Bowdoin Professor Nominated for Top Hispanic Literary Prize
Associate Professor of Romance Languages and Literatures Gustavo Faverón Patriau is one of five finalists for arguably the most prestigious literary prize in the Spanish-speaking world.
Faverón Patriau’s latest novel, Vivir Abajo (2018), which translates as To Live Underneath, is short-listed for the biennial Mario Vargas Llosa Prize, an award given by several Spanish and Latin American institutions to the best novel published in Spanish during the last two years. The winner of the prize, which comes with a $100,000 award, will be announced on May 30 at the Guadalajara International Book Fair in Mexico, the second-largest book fair in the world and the largest one in the Americas.
The novel, which Faverón Patriau describes as darkly humorous, is set in the US and Latin America and explores themes of political violence, revenge, and madness. At the center of it all is a very complicated father-son relationship.

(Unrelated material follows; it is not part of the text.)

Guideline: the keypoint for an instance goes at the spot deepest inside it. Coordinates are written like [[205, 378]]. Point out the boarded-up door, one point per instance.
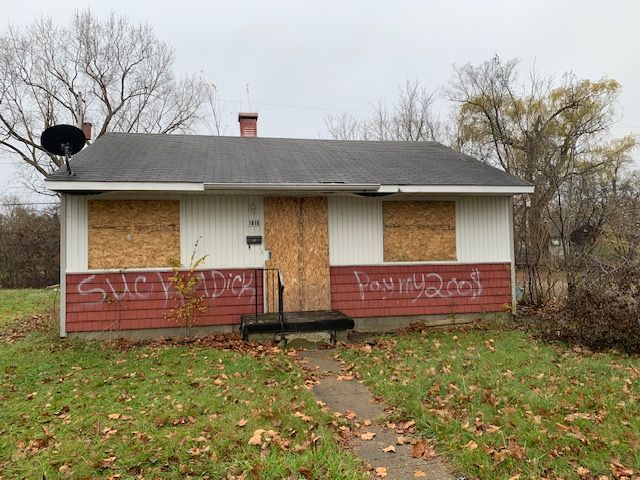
[[297, 234]]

Q&A with Gustavo Faverón Patriau
How did the novel come about?
Some three years ago, I saw a movie directed by a Peruvian friend of mine, more or less at the same time that he read my previous novel, The Antiquarian. We ran into each other in Lima once and, over coffee, talked about our impressions of each other´s work. By the end of the conversation, we decided we would try to work together on the script for his next movie.

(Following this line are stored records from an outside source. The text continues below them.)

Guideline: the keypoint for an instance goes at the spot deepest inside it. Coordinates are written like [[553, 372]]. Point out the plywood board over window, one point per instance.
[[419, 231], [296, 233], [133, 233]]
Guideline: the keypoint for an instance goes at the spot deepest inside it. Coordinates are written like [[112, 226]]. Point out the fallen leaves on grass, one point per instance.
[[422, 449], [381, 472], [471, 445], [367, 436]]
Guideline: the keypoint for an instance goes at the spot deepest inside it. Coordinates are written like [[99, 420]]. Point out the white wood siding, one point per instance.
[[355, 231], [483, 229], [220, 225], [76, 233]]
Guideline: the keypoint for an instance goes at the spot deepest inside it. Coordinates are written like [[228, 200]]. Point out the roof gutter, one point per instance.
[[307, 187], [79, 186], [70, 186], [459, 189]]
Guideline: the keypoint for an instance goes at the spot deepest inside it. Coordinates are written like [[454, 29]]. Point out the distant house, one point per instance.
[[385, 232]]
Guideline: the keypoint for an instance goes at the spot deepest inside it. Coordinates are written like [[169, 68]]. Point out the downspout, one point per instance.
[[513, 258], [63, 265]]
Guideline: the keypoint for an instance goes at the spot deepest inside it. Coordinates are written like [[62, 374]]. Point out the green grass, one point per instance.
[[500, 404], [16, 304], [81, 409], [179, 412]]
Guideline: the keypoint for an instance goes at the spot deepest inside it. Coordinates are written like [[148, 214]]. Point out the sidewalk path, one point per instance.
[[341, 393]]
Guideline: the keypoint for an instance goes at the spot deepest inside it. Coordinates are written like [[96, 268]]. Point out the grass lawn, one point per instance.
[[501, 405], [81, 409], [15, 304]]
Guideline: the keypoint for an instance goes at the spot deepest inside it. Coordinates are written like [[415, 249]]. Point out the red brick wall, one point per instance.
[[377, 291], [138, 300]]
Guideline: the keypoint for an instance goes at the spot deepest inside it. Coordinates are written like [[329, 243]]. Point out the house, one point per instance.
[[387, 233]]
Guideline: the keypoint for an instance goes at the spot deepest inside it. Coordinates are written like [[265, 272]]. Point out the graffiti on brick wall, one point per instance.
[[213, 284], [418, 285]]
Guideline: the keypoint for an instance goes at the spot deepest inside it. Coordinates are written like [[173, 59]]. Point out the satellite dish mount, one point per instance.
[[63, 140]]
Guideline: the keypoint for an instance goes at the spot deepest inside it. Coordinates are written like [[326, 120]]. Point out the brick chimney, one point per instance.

I told him about a couple of short stories I was working on and promised him I could bring out a whole film plot from them (which was a little bluffing on my side). I returned to Brunswick and started working on that. I remember writing 100 pages the very first day. One of the stories was about a young American man who commits a crime in Lima, Peru (where I am from), in the early ’90s. The second short story was about an American former CIA agent who worked in Latin American countries under far-right dictatorships in the ’60s and ’70s. I decided to put them together, so that the young guy in the ’90s would be following in the steps of the older man, his father, trying to trace the crimes the old man had probably committed in Latin America decades ago.
However, my filmmaker friend went into politics (he is now prime minister of Peru), and I found myself with this whole idea and no vehicle for it. So I decided to turn it into a novel. The novel itself was written in three months, between May and July of 2016, here in Brunswick. The first version was chaotic and more than 1,000 pages long. After finishing that draft, I worked for a year on reducing it to some 650 pages.
What is it about?
The arc of the story goes from the youth of the older man, in 1930s Vermont, to his later life in the military, in the Korean war, then to his work advising dictators in Argentina, Chile, and Paraguay, where his main work is designing secret prisons (and killing Che Guevara), until decades later, when, in the early ’80s, his son decides to find out who his father was exactly and what crimes he possibly committed in Latin America.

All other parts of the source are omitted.